Yes, this is definitely the risk we take.
Agreed. My hope (and I wish there were examples to follow) is that we will find ways to uphold the CoC and effectively keep the SecureDrop Community safe without adding an administrative layer like membership. It would make the community less horizontal.
Right now the SecureDrop Community has no structure and all members are on the same footing. Some members have control over centralized resources such as the securedrop.club domain name or the infrastructure: they are identified and belong to different organizations. The absence of structure makes the SecureDrop Community horizontal but maybe there is a better word for it. Tor is horizontal because it has only a few organizational levels. How should we call a community that has no organizational level?

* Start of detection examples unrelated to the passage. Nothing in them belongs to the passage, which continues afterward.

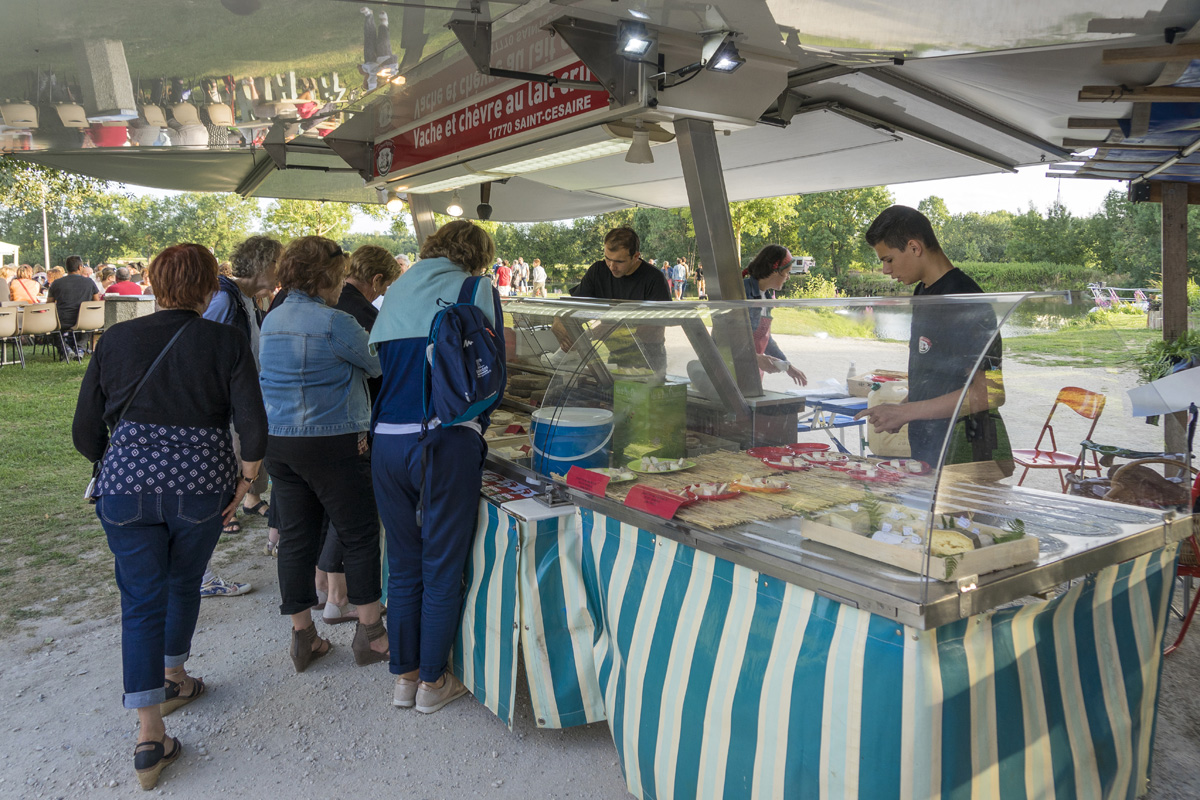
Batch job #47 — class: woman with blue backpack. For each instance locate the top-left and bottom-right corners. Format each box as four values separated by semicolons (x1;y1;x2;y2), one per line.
371;219;504;714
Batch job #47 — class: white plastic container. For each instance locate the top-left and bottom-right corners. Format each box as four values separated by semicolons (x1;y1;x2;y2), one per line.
866;380;912;458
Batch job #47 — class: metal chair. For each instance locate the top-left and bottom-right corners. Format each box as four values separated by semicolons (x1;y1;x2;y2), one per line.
71;300;104;353
1013;386;1108;492
20;302;72;361
0;308;25;369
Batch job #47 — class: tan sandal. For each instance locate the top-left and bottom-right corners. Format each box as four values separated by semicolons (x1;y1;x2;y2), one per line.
350;620;391;667
290;622;334;672
133;736;184;790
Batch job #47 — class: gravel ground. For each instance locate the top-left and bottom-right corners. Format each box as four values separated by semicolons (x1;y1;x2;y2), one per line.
0;328;1200;800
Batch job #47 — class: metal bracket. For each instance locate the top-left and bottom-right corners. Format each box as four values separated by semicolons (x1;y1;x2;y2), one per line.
958;575;979;619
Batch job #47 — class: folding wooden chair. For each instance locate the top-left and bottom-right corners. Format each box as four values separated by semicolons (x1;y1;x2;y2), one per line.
0;308;25;369
1013;386;1106;493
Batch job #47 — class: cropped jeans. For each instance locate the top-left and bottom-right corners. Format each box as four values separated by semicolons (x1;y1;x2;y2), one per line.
96;493;232;709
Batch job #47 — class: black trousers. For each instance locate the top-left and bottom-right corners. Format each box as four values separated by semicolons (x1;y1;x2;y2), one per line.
266;433;383;614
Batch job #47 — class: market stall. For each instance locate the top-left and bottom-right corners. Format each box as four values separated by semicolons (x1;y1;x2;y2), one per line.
456;295;1192;798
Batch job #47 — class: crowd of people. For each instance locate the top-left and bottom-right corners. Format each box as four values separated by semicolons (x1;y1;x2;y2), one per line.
63;206;998;788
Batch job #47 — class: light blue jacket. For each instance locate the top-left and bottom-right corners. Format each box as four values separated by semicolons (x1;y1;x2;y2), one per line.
259;290;380;437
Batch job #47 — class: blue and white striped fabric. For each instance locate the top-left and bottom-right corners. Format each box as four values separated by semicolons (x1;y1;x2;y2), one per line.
578;510;1177;800
454;500;604;728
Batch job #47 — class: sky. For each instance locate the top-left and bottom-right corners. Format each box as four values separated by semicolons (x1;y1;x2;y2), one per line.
888;167;1126;217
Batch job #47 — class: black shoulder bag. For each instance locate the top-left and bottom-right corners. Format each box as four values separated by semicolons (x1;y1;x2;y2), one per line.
83;319;196;503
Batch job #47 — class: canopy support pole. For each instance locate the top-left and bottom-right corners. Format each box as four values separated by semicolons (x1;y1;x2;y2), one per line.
674;119;762;397
1163;181;1188;452
408;194;438;252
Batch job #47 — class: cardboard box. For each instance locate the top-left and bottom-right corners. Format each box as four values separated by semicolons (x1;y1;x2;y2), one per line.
846;369;908;397
612;379;688;467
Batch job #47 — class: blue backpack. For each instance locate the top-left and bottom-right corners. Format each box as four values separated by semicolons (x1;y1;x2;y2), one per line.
421;277;508;435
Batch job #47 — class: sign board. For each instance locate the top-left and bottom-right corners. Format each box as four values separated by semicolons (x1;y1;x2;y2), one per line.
372;61;608;178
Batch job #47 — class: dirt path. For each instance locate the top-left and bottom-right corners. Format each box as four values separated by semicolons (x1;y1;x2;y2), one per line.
0;337;1200;800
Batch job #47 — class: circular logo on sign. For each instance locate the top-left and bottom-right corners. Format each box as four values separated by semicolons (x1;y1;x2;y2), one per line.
376;98;392;131
376;140;394;175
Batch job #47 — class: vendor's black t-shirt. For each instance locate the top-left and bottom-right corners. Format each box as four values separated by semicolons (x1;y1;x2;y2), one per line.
47;272;96;329
571;260;671;300
908;267;1002;463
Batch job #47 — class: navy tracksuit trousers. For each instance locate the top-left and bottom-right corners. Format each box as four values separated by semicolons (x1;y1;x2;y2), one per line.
371;426;487;682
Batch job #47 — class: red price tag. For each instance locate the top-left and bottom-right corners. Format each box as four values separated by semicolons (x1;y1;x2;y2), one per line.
625;485;688;519
566;467;611;498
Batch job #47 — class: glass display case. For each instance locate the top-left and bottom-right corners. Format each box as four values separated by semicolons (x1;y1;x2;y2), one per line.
488;294;1192;628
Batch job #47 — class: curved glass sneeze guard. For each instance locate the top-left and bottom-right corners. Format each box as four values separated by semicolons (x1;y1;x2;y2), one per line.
505;294;1187;604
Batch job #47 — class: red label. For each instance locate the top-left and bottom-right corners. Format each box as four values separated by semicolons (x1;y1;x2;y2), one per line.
373;61;608;176
566;467;612;498
625;486;686;519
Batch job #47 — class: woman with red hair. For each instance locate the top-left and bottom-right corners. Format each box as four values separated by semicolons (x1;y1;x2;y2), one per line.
71;245;266;789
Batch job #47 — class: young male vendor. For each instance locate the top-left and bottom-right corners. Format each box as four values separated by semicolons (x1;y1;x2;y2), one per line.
553;228;671;371
856;205;1013;475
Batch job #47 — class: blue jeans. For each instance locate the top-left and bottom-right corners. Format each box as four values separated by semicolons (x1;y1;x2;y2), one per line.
371;427;487;682
96;493;232;709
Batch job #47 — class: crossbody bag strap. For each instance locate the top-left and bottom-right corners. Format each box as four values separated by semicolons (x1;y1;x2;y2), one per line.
116;319;196;425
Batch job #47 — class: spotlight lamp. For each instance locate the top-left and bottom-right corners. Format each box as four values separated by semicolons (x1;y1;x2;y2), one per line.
701;31;746;73
617;19;654;59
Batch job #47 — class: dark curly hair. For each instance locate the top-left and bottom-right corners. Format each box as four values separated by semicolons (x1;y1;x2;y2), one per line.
275;236;350;296
229;236;283;278
419;219;496;273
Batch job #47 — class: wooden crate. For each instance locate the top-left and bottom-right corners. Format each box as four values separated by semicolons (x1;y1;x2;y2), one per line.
800;519;1038;581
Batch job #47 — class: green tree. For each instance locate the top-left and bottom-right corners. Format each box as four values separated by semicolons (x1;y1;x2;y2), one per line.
781;186;893;278
263;200;354;242
0;156;104;267
917;194;950;240
730;196;798;263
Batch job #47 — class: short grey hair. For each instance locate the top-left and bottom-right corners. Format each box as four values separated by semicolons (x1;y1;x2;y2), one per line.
229;236;283;278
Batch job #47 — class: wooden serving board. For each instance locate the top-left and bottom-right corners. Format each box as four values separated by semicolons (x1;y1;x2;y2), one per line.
800;519;1038;581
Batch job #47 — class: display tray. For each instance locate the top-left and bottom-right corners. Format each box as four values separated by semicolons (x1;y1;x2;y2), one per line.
799;519;1038;581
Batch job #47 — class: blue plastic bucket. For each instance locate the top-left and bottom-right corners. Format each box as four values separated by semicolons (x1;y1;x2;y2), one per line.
530;408;612;475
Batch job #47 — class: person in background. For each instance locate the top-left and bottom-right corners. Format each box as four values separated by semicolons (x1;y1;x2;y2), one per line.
496;261;512;297
529;258;546;297
46;255;100;360
8;264;42;302
317;245;400;625
204;236;283;544
371;219;504;714
260;236;388;673
854;205;1015;476
742;245;809;386
104;266;142;295
68;245;266;789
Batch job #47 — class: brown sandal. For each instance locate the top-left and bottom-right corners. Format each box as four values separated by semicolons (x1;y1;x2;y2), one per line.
290;622;334;672
350;620;391;667
133;736;184;790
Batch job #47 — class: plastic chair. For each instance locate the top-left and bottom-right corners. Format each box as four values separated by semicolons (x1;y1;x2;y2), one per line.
20;302;71;361
0;308;25;369
1013;386;1108;493
71;300;104;350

I believe preserving the absence of organizational levels has merits: (with a few examples from my own experience)
- Volunteers are empowered. I did not need ask for permission to organize a SecureDrop booth at FOSDEM or to setup the localization infrastructure based on weblate.

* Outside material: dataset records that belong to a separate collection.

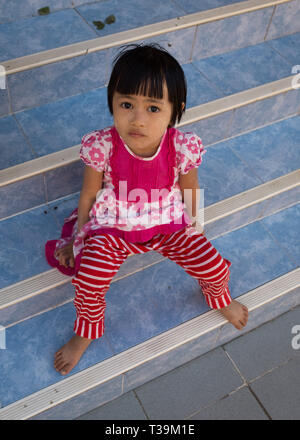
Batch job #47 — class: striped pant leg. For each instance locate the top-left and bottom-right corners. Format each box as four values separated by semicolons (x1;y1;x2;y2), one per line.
72;234;151;339
156;229;232;309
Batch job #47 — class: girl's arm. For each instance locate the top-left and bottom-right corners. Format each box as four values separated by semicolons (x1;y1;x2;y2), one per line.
56;165;103;267
77;165;103;232
179;168;203;231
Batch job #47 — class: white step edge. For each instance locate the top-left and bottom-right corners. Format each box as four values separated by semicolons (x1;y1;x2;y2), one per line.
0;170;300;310
0;76;294;187
1;0;292;75
0;268;300;420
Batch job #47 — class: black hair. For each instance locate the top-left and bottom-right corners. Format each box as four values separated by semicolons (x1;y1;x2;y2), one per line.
107;43;187;126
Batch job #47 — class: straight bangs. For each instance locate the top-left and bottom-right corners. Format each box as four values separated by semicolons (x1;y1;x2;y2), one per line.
107;43;186;126
115;65;165;99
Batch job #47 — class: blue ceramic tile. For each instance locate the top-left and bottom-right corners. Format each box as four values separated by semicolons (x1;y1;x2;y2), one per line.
266;32;300;66
204;201;268;240
228;116;300;182
174;0;242;14
198;141;262;206
0;303;112;406
264;186;300;215
182;63;224;108
46;160;84;201
193;7;273;61
76;0;182;36
0;116;36;170
0;207;58;288
266;0;300;40
105;260;208;353
48;193;80;227
228;89;300;136
0;174;46;219
0;0;71;23
180;111;233;146
0;89;9;117
110;26;196;64
0;9;97;61
8;50;108;112
261;204;300;267
0;280;75;328
16;88;112;156
212;221;296;298
193;43;291;95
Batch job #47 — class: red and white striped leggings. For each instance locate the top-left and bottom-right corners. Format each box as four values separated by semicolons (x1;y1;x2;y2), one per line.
72;228;232;339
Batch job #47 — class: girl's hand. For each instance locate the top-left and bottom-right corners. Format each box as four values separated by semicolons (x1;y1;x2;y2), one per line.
55;241;74;268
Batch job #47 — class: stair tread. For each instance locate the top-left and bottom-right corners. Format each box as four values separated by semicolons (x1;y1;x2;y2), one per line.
0;116;300;288
0;205;300;406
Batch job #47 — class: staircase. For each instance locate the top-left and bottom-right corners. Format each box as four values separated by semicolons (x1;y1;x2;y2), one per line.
0;0;300;420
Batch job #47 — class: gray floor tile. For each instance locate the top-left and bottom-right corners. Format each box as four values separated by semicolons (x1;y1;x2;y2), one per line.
224;307;300;383
76;392;146;420
136;348;243;420
250;357;300;420
189;387;268;420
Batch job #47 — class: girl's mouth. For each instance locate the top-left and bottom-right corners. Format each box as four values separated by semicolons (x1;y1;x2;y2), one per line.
129;131;145;138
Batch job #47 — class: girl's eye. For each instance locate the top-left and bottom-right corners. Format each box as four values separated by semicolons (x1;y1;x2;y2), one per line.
121;102;132;110
149;105;159;113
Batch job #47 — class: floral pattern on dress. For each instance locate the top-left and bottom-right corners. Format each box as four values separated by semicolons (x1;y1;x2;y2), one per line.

- Divergence of opinions create diversity instead of dissent. In my opinion simplifying SecureDrop is best served by providing a simpler, upgradable system and the Qube workstation comes second. FPF has a different opinion and the two projects co-exist.

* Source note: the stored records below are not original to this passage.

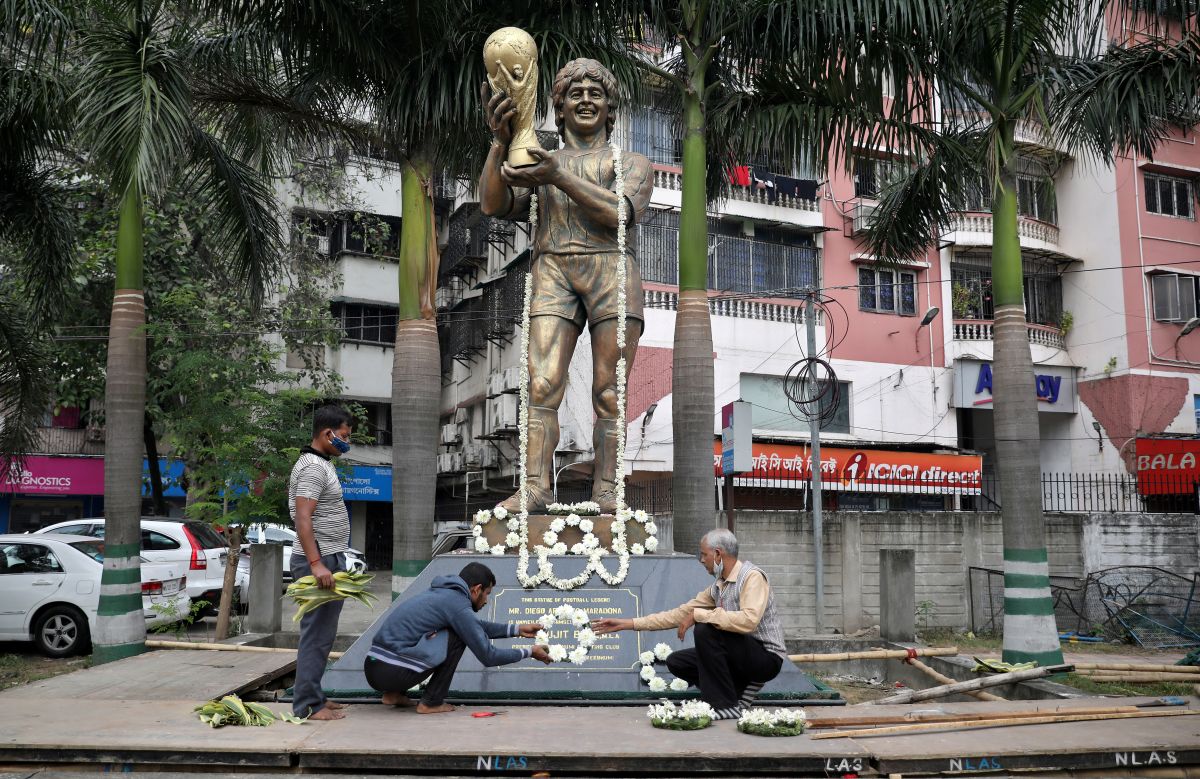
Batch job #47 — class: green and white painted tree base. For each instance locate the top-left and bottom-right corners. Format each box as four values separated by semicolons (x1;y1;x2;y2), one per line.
1003;547;1062;665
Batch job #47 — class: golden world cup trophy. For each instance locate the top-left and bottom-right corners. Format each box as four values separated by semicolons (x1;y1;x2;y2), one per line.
484;28;541;168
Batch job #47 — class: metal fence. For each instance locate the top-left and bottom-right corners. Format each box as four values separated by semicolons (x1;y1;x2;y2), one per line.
967;565;1200;649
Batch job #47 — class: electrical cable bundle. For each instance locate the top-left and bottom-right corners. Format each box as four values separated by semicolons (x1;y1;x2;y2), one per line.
784;296;850;427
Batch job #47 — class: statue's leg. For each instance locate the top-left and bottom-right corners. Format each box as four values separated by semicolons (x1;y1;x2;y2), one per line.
592;318;642;514
500;316;580;514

- The disagreement of a minority is not silenced. I’ve been a victim of rough consensus in another collective of sysadmins who wanted to use a stackoverflow equivalent to assist voting IRL (and yes, it did not work and was a waste of energy). Allowing one person to block consensus is an effective mechanism against nonsense.
- No personification of the project. As soon as there is an upper level in the organization, their members impersonate the project. I do not want to be less of a member of the SecureDrop Community because I do not belong to the higher spheres.
- Transparency. There are no private lists, private meetings, all is in the open. There is one exception: the transcripts of investigative journalists interviews for obvious privacy reasons.
- Forkability. Eventually a group of community members will want to go their separate ways and they will not need to re-implement or re-invent a structure.